Supreme Court rules DACA recipients no longer eligible for in-state tuition
May 29, 2018
Arizona students participating in Deferred Action for Childhood Arrivals program, also known as DACA, are no longer eligible for in-state tuition due to a Supreme Court ruling last month.
DACA recipients such as Maricopa County Community College District student Lizette Zamudio were given lawful status but not legal status. Due to their status, the Arizona Supreme Court ruled against them receiving in-state tuition.
Matt Hasson, director of communications for MCCCD, says a student taking 30 credits will pay an in-state tuition of roughly $2,500. A student being charged the out-of-state cost will pay about $9,800 for the same number of credits.
“It was something that we’ve heard prior to this administration, the threats of DACA being removed …” Zamudio says. “When it finally happened it wasn’t a surprise. It was still upsetting because we had this two-year plan and now we have to plan again because we’re going to have to pay three times more than an in-state student.”

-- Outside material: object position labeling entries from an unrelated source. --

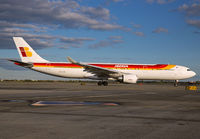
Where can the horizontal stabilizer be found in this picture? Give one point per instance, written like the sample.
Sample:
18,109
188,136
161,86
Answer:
23,64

DREAMzone is a resource at Arizona State University for undocumented and DACA students. One of the organization’s founders, Edder Diaz-Martinez, says DREAMzone was created to help raise money and provide information that may help students and educators.
“Our hope is that we have enough money to fund the gap that has been created because of the recent decision,” Diaz-Martinez says. “We want to make sure a permanent solution is made nationally. Ultimately the best remedy for all of this is having a permanent solution for DACA recipients. It might be difficult but that’s what’s going to solve this issue once and for all.”
Zamudio says it’s been difficult trying to work toward a life goal when the status of DACA recipients are constantly changing. She says she’s unable to plan over two years ahead, and it can become discouraging when nothing feels permanent.
“Why would I be paying out-of-state tuition to something I’ve given everything to and a place I call home?” Zamudio says. “If I go back to my home country, I couldn’t tell you how to get anywhere. I don’t know my home country because at the age of five I was brought here.”
Hasson agrees that the uncertainty among DACA students is going to discourage them from even going to school. He says it’s important that they stay since 89 percent of MCCCD graduates stay in the area which helps boost the local and state economy.